To stress the point, consider this nonsense code below:
test :: IO ()
test = do f <- action'
putStr "enter n"
n <- readLn
putStrLn (f n)
Magically, action' should know in advance what the user is going to type next! A session would look as
42 (printed by action')
hello (typed by the user when getLine runs)
enter n
42 (typed by the user when readLn runs)
hello (printed by test)
This requires a time machine, so it can not be done.
No, it can not be done. The argument is similar to the one I gave to a similar question.
Assume by contradiction transform :: forall m a b. Monad m => (a -> m b) -> m (a -> b) exists.
Specialize m to the continuation monad ((_ -> r) -> r) (I omit the newtype wrapper).
transform :: forall a b r. (a -> (b -> r) -> r) -> ((a -> b) -> r) -> r
Specialize r=a:
transform :: forall a b. (a -> (b -> a) -> a) -> ((a -> b) -> a) -> a
Apply:
transform const :: forall a b. ((a -> b) -> a) -> a
By the Curry-Howard isomorphism, the following is an intuitionistic tautology
((A -> B) -> A) -> A
but this is Peirce's Law, which is not provable in intuitionistic logic. Contradiction.
The other replies have nicely illustrated that in general it is not possible to implement a function from a -> m b to m (a -> b) for any monad m. However, there are specific monads where it is quite possible to implement this function. One example is the reader monad:
data Reader r a = R { unR :: r -> a }
commute :: (a -> Reader r b) -> Reader r (a -> b)
commute f = R $ \r a -> unR (f a) r
No.
For example, Option is a monad, but the function (A => Option[B]) => Option[A => B] has no meaningful implementation:
def transform[A, B](a: A => Option[B]): Option[A => B] = ???
What do you put instead of ???? Some? Some of what then? Or None?
Just to complete @svenningsson's answer.
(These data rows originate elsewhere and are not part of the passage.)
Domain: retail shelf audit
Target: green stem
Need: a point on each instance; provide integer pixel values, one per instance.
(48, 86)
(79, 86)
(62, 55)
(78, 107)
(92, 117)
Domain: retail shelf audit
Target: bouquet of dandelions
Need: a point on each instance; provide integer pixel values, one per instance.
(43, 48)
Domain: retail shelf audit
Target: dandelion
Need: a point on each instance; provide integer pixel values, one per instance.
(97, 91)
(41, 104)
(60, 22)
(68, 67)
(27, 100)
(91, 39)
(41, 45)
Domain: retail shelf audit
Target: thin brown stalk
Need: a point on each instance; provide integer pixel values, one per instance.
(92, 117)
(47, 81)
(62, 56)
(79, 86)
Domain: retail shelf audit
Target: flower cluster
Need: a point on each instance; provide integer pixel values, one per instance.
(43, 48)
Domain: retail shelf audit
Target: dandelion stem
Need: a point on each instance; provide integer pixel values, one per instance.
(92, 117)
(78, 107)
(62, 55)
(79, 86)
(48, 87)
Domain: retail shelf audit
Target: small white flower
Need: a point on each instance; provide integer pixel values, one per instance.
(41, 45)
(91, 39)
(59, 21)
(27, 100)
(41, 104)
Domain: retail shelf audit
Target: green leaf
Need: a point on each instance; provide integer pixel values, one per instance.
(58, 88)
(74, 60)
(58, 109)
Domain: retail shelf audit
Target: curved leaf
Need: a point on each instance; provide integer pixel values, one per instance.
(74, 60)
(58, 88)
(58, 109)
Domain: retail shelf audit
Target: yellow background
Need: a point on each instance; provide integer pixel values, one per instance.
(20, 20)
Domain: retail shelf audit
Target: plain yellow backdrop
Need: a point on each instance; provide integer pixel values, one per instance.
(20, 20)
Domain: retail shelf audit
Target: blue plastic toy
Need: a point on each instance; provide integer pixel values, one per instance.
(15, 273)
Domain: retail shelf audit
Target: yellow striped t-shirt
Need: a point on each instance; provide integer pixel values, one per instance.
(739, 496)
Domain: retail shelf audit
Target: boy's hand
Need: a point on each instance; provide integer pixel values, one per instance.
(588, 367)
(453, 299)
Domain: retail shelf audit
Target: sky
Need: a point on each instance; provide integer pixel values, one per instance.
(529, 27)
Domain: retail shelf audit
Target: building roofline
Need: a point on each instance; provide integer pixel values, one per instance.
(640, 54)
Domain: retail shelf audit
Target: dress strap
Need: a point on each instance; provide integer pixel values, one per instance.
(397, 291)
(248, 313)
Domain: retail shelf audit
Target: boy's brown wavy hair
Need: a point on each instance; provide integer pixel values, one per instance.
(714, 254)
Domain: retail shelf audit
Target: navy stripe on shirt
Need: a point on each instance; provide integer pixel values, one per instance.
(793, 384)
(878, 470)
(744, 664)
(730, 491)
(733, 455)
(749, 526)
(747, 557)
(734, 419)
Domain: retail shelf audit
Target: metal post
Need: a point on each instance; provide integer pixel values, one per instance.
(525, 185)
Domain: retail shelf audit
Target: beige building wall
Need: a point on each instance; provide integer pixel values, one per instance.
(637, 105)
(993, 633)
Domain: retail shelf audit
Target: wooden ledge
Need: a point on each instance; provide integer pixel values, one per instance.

One example where it is particularly useful is in QuickCheck to generate random functions. The generator there is defined as:
newtype Gen a = MkGen {
unGen :: QCGen -> Int -> a
}
And it has a Monad instance which is in a sense Reader but with bind always splitting random generator for all sub-computations.
That means we can define a function which acts on a generator as a generator of functions!
promote :: (a -> Gen b) -> Gen (a -> b)
promote f = MkGen $ \gen n -> \a -> let MkGen h = f a in h gen n
And it is even more general in the library.
Now the problem is how to get a function which acts on generators in the first place, but that's another question which is nicely explained here.